DARPA making AI to explain why

The field of AI has made great strides in the last several years, thanks to developments in machine learning algorithms and deep learning systems based on artificial neural networks (ANNs). Researchers have found that vast sets of example data are the way to train up such systems to produce the desired results, whether that is picking out a face from a photograph or recognizing speech input.

But the resultant systems often turn out to operate as an inscrutable “black box” and even their developers find themselves unable to explain why it arrived at a particular decision. That may soon prove unacceptable in areas where an AI’s decisions could have an impact on people’s lives, such as employment, mortgage lending, or self-driving vehicles.

The value of so-called explainable AI was called into question recently by Google research director Peter Norvig, who noted that humans are not very good at explaining their decision-making either, and claimed that the performance of an AI system could be gauged simply by observing its outputs over time.
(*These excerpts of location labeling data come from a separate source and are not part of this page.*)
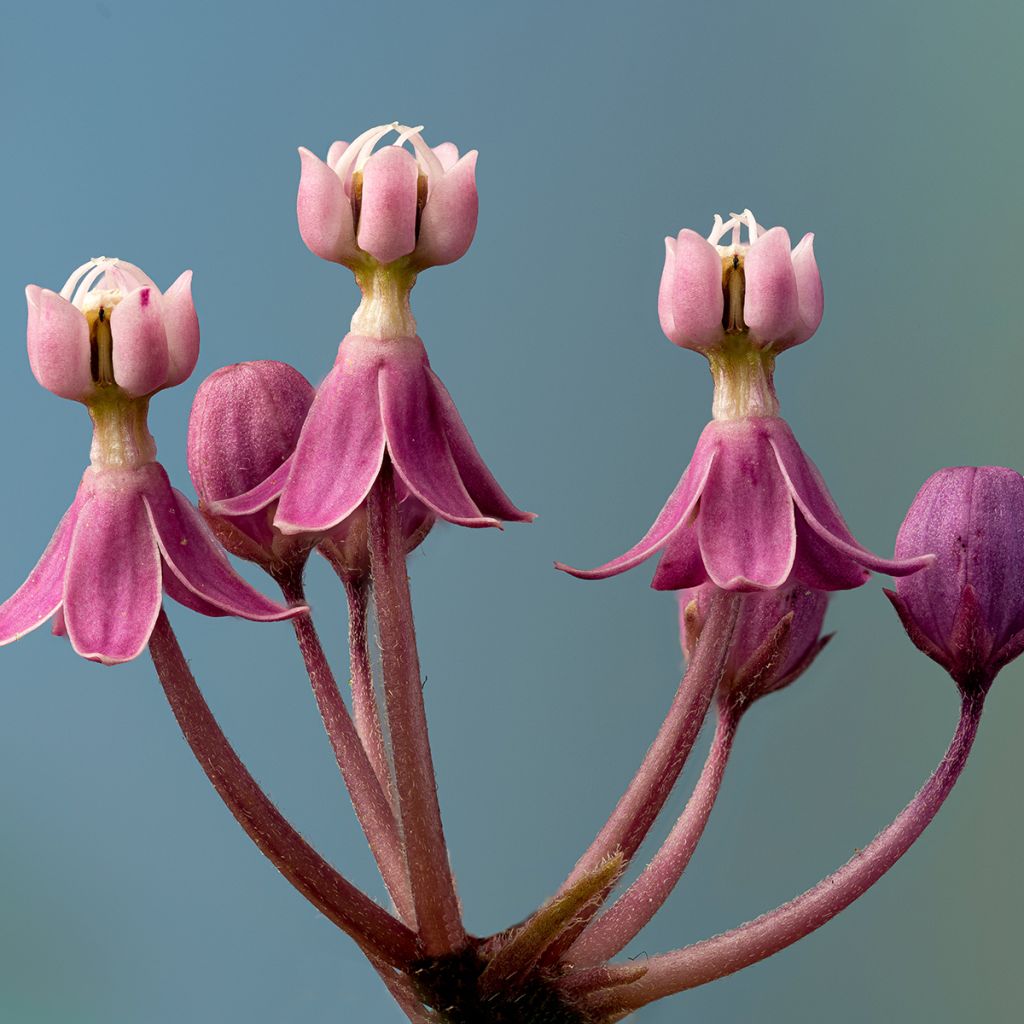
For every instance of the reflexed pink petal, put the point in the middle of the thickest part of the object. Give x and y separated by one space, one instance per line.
681 564
387 213
325 211
40 595
745 522
113 585
257 499
479 482
809 291
417 440
812 499
449 220
771 305
58 344
139 342
341 449
335 154
181 325
689 299
677 512
819 565
198 561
Explainable AI can help uncover problems with a system. A machine learning tool developed at Vanderbilt University in Tennessee to identify cases of colon cancer from patients’ electronic records. Although it performed well at first, the developer eventually discovered it was picking up on the fact that patients with confirmed cases were sent to a particular clinic rather than clues from their health records.

Arxiv – Attentive Explanations: Justifying Decisions and Pointing to the Evidence

Researchers have been following three broad strategies.

1. is deep explanation, whereby modified deep learning techniques are developed that are capable of producing an explainable model. This could be achieved by forcing the neural network to associate nodes at one level within the network with semantic attributes that humans can understand, for example.

2. use a different machine learning technique, such as a decision tree, that will produce an interpretable model.

3. model induction, and is basically a version of the black box testing method. An external system runs millions of simulations, feeding the machine learning model with a variety of different inputs and seeing if it can infer a model that explains what the system’s decision logic is.

Explainable AI then has to convey or present its decision-making process to the human operator through some form of user interface.